According to the Philadelphia Business Journal, the Drug Enforcement Agency recently served several search warrants to Advanced Urgent Care centers in Pennsylvania. DEA officials in Philadelphia were unreachable for comment on this action, and the spokesperson for the U.S. Attorney’s Office in Philadelphia also refused to comment.
A sign on the door of one clinic told patients that they were closed, and to “check back tomorrow at 9 a.m.” to see if they’d be open. One patient was turned away on Thursday.

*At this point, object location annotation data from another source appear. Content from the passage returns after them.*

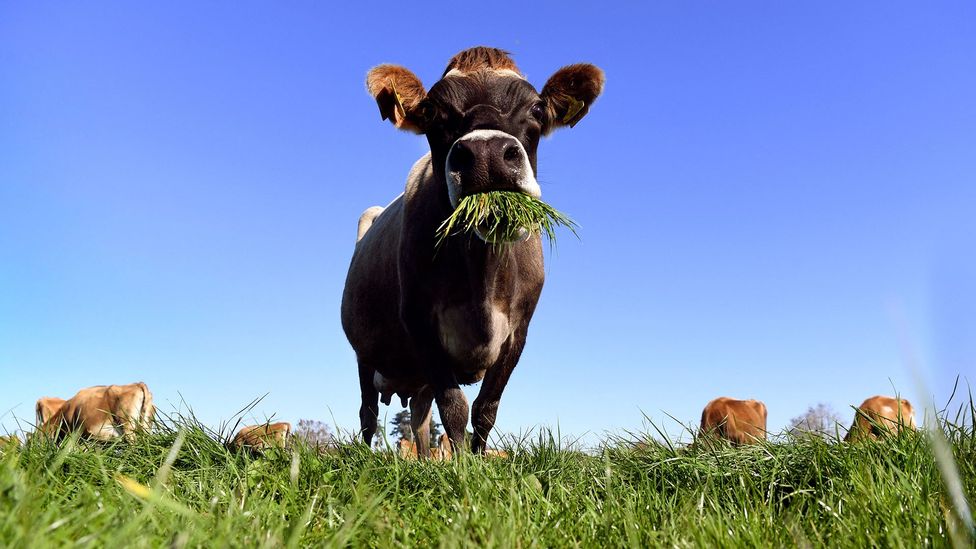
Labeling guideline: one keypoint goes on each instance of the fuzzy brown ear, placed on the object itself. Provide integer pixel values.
(570, 92)
(397, 92)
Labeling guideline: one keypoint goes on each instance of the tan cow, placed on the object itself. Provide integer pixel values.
(881, 415)
(258, 438)
(408, 449)
(104, 412)
(738, 421)
(9, 442)
(45, 409)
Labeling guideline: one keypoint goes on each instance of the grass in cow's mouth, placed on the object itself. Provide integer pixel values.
(501, 216)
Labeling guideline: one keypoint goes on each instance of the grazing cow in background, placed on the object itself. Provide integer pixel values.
(9, 442)
(104, 412)
(45, 409)
(421, 323)
(738, 421)
(881, 415)
(258, 438)
(442, 452)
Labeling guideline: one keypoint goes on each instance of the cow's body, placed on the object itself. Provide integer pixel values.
(424, 320)
(258, 438)
(104, 412)
(879, 416)
(738, 421)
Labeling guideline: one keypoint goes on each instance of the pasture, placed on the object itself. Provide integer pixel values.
(178, 486)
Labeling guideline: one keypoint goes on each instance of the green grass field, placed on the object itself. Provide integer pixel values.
(179, 487)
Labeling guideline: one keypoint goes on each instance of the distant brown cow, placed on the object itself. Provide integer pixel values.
(881, 415)
(738, 421)
(104, 412)
(9, 442)
(442, 452)
(45, 409)
(258, 438)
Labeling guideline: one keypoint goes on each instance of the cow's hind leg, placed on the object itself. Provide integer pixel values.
(420, 411)
(370, 408)
(453, 408)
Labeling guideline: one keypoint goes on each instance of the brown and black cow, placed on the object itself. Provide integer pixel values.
(424, 323)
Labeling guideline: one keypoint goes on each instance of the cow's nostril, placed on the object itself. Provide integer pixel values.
(462, 158)
(512, 154)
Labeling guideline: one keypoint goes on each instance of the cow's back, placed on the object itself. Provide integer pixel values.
(880, 415)
(371, 297)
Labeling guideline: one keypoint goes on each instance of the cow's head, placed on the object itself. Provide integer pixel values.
(483, 120)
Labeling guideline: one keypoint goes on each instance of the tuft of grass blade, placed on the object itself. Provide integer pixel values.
(504, 216)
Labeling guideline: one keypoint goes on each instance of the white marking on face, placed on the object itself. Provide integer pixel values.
(526, 183)
(499, 72)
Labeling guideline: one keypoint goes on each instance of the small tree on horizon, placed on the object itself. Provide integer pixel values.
(401, 428)
(820, 420)
(315, 433)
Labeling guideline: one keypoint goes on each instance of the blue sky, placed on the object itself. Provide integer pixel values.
(764, 191)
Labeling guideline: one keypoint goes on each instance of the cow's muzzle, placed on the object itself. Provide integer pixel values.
(488, 160)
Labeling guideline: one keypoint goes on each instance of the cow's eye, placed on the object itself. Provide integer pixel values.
(538, 111)
(427, 111)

Ashley Sylvester, a 22-year-old Scranton native, visits the clinic for a Suboxone treatment, used to treat opiate addiction. The authorities at the door exhibited sympathy for her, but still declined insight into the nature of the investigation.
In an interview with the Scranton Times Tribune, the resident special head agent of the DEA’s Scranton office, Mark Gabura, claimed that the agency was investigating activities at several Advanced Urgent Care centers. He declined to comment on the specific activities, or what exactly they were looking for.
Founded in 2010 by Dr. Mehdi Nikpavar, the Scranton Advanced Urgent Care opened just as area insurance providers began including these kinds of facilities in their provider networks. The Urgent Care Association of America reports a national total of three million visits to Urgent Care doctors every week.
Attempts to reach Nikpavar for commentary were unsuccessful. The phone representative at the company’s Scranton HQ had received explicit orders not to comment. Patients of the Pennsylvania locations, which include Philadelphia, Wynnefield, Willow Grove, Montgomeryville, State College, Sinking Spring, and Scranton, will have to temporarily find new doctors to assist them until their clinics reopen.